For all the talk about strategic, data-driven grant making, the Center for Effective Philanthropy reports that very few foundations actually practice it. Even when measurements have been duly gathered, research shows that they have little impact on actual grant making, not affecting the amount of money spent on a program, no matter how clear the numbers seem to be.
When foundation program officers are being honest, they will in fact tell you that in most cases, after the data is collected, the reports sit in a corner somewhere in foundation headquarters gathering dust.
After all, who would be interested in them?
A program officer whose entire focus must be on preparing the next docket of grants, rather than on reviewing past grants?
A board member, whose preferences are determined far more concretely by whom he knows rather then what impersonal numbers might reveal?
Some researcher at another foundation, who gathers her data in a completely different format for a noncomparable program in a dissimilar locale?
As for government financing being determined by outcomes, simply consider the resounding silence and inaction that greeted the federal government’s latest gloomy data on the long-term effects of Head Start.
Government grant makers aren’t any more likely than private donors to take their own research seriously.

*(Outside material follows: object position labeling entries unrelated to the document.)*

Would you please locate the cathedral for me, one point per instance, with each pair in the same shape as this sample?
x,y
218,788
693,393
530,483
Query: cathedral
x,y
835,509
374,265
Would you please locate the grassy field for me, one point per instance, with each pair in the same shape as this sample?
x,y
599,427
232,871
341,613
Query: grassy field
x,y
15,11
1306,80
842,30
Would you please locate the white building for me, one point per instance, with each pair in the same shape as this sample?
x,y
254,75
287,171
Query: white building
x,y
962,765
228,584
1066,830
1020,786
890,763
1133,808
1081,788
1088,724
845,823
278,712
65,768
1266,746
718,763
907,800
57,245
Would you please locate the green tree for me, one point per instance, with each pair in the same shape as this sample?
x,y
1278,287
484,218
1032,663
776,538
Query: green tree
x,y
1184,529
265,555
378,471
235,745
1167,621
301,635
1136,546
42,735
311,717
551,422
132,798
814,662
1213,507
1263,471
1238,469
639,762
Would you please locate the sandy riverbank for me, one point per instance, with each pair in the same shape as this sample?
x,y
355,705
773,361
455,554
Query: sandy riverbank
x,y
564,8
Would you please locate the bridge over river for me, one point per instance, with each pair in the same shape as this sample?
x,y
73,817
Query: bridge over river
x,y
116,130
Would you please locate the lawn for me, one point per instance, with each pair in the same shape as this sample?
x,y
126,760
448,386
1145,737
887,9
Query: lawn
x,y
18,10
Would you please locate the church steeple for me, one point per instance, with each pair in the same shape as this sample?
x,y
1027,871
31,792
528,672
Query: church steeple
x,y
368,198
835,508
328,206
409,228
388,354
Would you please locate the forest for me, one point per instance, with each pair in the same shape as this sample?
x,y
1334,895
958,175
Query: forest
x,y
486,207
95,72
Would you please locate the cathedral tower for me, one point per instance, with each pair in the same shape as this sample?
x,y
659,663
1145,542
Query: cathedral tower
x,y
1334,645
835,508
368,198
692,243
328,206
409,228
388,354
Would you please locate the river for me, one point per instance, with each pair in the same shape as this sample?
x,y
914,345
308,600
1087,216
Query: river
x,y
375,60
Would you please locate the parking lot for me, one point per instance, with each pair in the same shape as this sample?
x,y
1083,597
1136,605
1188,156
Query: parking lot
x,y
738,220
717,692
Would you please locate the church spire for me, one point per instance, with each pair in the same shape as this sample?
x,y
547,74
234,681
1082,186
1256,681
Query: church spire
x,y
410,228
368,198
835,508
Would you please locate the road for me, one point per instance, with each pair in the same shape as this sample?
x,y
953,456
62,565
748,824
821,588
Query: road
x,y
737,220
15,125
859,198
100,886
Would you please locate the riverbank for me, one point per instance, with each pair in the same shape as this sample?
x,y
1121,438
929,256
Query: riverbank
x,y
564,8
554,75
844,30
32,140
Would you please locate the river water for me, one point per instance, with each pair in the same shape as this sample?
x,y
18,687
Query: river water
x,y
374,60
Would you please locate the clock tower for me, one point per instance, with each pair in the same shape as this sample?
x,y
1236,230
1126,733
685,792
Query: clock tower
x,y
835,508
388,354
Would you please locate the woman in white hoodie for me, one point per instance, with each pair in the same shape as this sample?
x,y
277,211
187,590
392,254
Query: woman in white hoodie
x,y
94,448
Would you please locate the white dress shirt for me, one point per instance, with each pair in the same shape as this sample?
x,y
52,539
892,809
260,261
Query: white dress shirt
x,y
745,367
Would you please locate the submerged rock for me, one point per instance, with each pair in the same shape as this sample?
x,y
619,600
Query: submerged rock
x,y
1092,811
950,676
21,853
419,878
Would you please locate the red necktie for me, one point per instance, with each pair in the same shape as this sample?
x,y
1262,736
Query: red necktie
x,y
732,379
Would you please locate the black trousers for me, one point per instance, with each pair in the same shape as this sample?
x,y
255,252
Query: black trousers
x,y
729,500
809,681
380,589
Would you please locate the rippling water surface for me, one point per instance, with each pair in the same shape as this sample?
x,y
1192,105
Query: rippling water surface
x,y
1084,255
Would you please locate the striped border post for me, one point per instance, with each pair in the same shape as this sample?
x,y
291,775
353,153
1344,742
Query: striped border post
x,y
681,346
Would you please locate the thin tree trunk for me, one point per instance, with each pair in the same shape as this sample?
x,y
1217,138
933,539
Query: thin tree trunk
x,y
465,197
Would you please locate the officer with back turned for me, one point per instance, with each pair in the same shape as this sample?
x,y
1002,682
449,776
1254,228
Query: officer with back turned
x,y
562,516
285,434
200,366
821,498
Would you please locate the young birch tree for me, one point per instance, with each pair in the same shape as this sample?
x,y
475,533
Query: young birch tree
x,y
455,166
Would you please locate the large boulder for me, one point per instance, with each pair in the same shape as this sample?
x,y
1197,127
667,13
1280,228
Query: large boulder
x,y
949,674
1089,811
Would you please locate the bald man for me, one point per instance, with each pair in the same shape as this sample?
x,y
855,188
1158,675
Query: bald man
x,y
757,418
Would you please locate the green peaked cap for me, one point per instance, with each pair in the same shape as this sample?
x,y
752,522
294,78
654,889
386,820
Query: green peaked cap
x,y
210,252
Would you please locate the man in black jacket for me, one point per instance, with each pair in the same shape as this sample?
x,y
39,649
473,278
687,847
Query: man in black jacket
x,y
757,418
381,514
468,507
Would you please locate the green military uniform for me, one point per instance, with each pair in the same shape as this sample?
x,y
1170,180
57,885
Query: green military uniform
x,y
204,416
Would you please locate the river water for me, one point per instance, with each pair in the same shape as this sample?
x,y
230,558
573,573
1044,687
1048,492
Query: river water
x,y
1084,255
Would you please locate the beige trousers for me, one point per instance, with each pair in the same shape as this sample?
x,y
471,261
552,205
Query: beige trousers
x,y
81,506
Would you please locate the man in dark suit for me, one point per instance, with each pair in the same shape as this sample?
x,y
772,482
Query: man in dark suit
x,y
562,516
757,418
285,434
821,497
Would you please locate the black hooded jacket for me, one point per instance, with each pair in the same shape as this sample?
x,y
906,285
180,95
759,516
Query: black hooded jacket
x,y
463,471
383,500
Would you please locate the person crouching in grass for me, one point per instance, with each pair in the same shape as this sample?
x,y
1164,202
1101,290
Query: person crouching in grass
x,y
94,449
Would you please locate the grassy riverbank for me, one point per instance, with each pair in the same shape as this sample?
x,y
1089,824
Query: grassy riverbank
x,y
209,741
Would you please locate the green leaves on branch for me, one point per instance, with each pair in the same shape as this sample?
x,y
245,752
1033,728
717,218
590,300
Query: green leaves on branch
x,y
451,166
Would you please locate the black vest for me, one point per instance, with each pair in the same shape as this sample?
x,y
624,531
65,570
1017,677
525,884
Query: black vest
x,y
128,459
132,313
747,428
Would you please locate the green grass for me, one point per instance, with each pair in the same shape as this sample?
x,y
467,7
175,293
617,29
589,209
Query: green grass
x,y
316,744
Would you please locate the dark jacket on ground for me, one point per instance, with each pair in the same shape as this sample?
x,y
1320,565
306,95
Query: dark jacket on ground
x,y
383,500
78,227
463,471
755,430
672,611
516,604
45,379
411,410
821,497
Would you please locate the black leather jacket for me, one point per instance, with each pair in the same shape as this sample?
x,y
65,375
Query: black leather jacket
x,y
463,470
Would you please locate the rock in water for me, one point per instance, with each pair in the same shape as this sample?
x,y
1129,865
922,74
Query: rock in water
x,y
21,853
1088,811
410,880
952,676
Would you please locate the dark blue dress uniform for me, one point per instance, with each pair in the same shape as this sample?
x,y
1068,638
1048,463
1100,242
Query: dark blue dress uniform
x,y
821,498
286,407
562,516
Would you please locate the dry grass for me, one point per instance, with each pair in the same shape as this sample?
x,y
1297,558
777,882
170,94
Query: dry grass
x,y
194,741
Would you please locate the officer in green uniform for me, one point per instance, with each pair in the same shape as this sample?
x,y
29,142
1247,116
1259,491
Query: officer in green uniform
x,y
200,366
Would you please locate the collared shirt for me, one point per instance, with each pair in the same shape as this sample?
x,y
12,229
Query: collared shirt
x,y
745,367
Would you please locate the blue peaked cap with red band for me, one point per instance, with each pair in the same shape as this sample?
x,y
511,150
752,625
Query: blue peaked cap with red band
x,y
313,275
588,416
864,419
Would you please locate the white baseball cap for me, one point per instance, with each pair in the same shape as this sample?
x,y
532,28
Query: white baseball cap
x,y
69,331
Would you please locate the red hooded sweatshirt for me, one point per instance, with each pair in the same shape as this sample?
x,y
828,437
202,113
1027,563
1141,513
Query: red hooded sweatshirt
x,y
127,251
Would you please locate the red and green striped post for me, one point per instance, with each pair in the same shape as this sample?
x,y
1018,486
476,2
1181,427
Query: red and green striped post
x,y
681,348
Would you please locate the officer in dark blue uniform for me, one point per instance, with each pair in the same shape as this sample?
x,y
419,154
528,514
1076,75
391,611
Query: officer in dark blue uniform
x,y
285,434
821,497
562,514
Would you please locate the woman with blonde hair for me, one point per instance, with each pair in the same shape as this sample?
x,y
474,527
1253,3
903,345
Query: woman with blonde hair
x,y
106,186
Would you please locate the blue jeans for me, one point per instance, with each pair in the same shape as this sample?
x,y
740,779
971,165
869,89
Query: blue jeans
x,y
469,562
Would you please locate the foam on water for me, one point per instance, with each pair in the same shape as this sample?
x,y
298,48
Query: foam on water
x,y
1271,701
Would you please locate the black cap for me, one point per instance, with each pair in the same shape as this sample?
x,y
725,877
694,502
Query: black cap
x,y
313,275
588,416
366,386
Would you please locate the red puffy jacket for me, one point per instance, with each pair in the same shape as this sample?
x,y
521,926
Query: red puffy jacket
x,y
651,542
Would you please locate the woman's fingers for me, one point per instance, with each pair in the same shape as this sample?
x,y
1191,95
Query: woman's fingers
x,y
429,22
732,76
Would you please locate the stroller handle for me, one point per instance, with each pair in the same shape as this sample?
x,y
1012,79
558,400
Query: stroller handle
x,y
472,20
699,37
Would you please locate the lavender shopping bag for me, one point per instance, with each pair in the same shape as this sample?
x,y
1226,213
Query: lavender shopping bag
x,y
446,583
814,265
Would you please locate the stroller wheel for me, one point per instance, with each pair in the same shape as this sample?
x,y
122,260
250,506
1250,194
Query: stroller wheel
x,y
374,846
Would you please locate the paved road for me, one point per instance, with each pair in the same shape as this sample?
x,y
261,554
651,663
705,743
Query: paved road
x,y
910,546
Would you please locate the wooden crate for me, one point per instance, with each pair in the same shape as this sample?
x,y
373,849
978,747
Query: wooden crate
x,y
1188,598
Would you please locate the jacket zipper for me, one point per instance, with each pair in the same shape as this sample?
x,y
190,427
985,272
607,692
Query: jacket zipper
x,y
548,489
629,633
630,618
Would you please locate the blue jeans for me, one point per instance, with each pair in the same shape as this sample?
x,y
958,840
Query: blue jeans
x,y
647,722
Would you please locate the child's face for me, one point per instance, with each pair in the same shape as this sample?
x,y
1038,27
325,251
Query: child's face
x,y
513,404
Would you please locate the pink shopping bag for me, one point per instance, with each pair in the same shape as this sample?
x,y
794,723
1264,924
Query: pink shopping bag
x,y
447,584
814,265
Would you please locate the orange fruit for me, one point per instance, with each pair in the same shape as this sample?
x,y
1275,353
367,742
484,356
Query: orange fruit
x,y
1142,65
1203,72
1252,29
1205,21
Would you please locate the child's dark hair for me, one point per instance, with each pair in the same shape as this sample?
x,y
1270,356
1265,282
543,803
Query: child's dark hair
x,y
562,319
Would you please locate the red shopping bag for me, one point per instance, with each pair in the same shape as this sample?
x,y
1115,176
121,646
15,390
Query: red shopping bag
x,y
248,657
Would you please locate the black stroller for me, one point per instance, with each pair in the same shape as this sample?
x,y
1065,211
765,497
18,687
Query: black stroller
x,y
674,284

Here too decisions are swayed far more often by inertia, interest-group pressure, and political connections than by abstract numerical rankings.
Now, I happen to believe that measurement is finally a futile way to approach grant making, so the lack of enthusiasm for its actual employment is neither particularly surprising nor disturbing to me.
But my own relaxed view cannot be taken by those hard-pressed nonprofits, struggling every day to meet mounting needs with shrinking resources, who are now enduring yet another series of lectures on how foundations and governments are going to crack the metric whip—and this time we really mean it!
If only those nonprofits had the luxury to speak the truth to those upon whom they rely for money, they might say something like this:
“The last thing we need right now is to devote yet more time to gathering data that won’t affect your decision one way or another—even if you bothered looking at it, and that cannot be used anyway to build up a coherent or useful body of research for grant making.”
Those nonprofits might continue: “We’re working like crazy to respond to the people who need us. If gathering numbers is what you care about, then end the futile gestures that have governed one hundred years of grantmaking.
“Let’s decide jointly on a simple, coherent, user-friendly system to which we can both pay attention, which will prevail over bureaucratic inertia and political connections, and which will feed into a serious body of knowledge. But until then, stop pretending that the problem is our lack of acceptable performance, rather than your lack of serious purpose.”
My fear is that those words will never be spoken, and that the burden of futile and pointless measurement will only continue to grow.